I meet her gaze, relieved to have someone to talk to about the subject of Mr. Mysterious. “Theo showed up before the firemen did last night. He got here when I was still on the line with 9-1-1. He had to be, like, right outside the house.”
She does a slow blink that’s almost comical in its exaggeration. “In the middle of the night?”
“I know, it’s weird, right?
Her expression turns horrified. “You’re not saying you think he’s responsible, are you?”
“Oh, no, not at all,” I reassure her, because she looks like she might pass out at the thought. “The outlet where the fire started has been making strange noises since I moved in, and all the lights in the house flicker. I knew the wiring was shot. And Theo had to break through a wall with a sledgehammer to get to where the flames were. There’s no way he could’ve started anything.”
Suzanne looks confused. “Break through a wall?”
“The fire started between the walls. Something to do with an arc failure. The firemen explained it, but the bottom line is that Theo, somehow, was outside my house when it happened. The question is why?”
Suzanne runs a hand over her head, smoothing away a few dark tendrils that have escaped from her ponytail and are trailing into her face, teased by the ocean breeze. “Did you ask him?”
“Of course I asked him. And he did his usual impression of a slab of granite and refused to answer.”
I don’t mention his strange note. It feels too intimate, as if telling someone else would be breaking a confidence.
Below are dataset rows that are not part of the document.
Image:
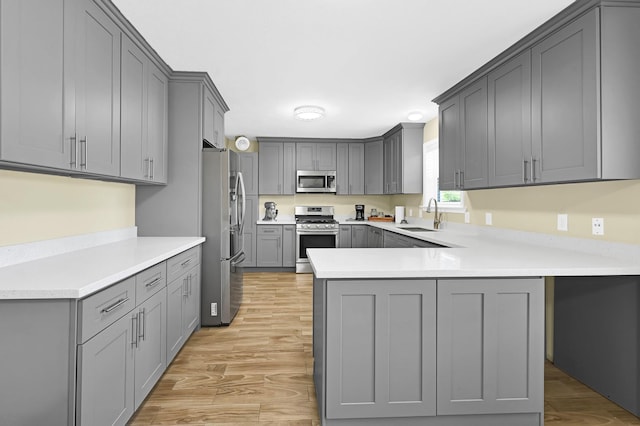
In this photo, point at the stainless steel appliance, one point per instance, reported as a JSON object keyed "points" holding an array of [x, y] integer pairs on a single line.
{"points": [[223, 213], [315, 228], [315, 181], [270, 211]]}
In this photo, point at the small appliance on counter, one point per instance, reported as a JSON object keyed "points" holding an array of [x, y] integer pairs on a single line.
{"points": [[270, 211]]}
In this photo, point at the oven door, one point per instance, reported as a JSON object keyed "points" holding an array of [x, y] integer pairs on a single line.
{"points": [[306, 239]]}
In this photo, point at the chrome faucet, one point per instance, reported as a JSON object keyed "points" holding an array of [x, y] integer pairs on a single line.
{"points": [[437, 217]]}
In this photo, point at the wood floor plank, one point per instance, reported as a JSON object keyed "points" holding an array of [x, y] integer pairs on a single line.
{"points": [[259, 370]]}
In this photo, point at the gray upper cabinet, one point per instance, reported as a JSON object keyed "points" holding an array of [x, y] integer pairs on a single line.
{"points": [[97, 92], [316, 156], [509, 114], [144, 101], [350, 168], [564, 103], [249, 169], [373, 167], [276, 167], [490, 346], [25, 82], [402, 152]]}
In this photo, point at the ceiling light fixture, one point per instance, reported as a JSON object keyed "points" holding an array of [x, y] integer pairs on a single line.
{"points": [[308, 112], [415, 116]]}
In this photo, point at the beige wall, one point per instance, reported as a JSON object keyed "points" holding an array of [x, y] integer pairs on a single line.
{"points": [[36, 207]]}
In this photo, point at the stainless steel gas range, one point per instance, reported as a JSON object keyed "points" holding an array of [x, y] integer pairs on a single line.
{"points": [[315, 228]]}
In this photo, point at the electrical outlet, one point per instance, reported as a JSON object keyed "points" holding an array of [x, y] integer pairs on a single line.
{"points": [[597, 226], [563, 222]]}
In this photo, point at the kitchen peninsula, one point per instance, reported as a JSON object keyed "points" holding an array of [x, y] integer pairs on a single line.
{"points": [[439, 336]]}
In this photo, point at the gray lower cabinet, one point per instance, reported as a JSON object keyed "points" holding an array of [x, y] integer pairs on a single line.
{"points": [[359, 236], [380, 357], [344, 236], [183, 308], [288, 246], [490, 346], [375, 237], [269, 246]]}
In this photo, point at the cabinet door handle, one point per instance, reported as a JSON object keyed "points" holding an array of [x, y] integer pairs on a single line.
{"points": [[142, 324], [83, 157], [134, 330], [73, 151], [110, 308], [153, 283]]}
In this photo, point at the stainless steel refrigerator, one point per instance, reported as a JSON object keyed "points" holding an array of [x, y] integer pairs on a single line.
{"points": [[223, 213]]}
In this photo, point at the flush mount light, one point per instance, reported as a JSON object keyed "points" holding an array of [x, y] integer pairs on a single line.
{"points": [[308, 112], [415, 116]]}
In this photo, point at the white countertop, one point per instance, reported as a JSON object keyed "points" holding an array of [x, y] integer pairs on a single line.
{"points": [[80, 273], [477, 253]]}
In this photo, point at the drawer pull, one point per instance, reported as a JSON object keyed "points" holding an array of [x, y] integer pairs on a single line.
{"points": [[114, 306], [153, 283]]}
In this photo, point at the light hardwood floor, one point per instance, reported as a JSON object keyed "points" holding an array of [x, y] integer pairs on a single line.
{"points": [[259, 370]]}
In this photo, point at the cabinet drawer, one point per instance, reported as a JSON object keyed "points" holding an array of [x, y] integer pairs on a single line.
{"points": [[182, 262], [149, 281], [102, 309]]}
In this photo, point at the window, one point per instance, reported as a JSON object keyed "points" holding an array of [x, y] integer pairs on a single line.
{"points": [[447, 200]]}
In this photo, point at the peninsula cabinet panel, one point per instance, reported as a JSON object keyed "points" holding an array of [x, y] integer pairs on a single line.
{"points": [[31, 92], [490, 346], [565, 104], [509, 132], [380, 357]]}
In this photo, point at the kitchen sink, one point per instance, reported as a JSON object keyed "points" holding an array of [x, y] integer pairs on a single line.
{"points": [[415, 229]]}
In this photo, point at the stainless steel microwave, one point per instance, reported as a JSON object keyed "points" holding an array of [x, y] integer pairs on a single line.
{"points": [[315, 181]]}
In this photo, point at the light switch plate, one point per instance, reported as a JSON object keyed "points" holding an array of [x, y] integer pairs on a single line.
{"points": [[563, 222]]}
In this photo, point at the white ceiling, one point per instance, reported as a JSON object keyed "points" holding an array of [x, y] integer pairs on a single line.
{"points": [[367, 62]]}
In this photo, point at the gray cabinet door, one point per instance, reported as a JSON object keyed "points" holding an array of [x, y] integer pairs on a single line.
{"points": [[32, 81], [356, 168], [373, 167], [473, 135], [342, 169], [509, 117], [157, 123], [288, 246], [270, 169], [380, 356], [564, 103], [374, 237], [490, 346], [326, 156], [249, 169], [133, 105], [269, 247], [344, 237], [151, 350], [175, 333], [97, 91], [449, 144], [289, 168], [105, 392], [359, 236]]}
Spilling a secret meant just for me.
Suzanne draws a breath, shaking her head. “Well, I don’t know what to tell you. He does have a reputation for being nocturnal.”
“Yeah, one of the firemen said that he wanders around at night, keeping his eye on things.”
“So maybe just chalk it up to coincidence. He happened to be wandering in your neighborhood at the right time.” When I give her a dubious look, she adds tartly, “Hey, you’re the one who thinks everything is pure chance.”
There’s chance and then there’s circumstance, and I know Theo’s arrival wasn’t a random event. He was here at that time for a reason, even if I don’t understand what that reason is.
Yet.
My intuition and common sense both tell me it has to do with whatever his obsession is with the Buttercup. He’s already admitted in an email that the house feels like true north to him. But no matter how obsessed I was with something, I wouldn’t be hanging around it in the middle of the night.
Have you forgotten all the midnights you spent on your knees on the banks of the Salt River?
The thought sends a spike of pain straight through my heart, as if it’s been lanced by a spear.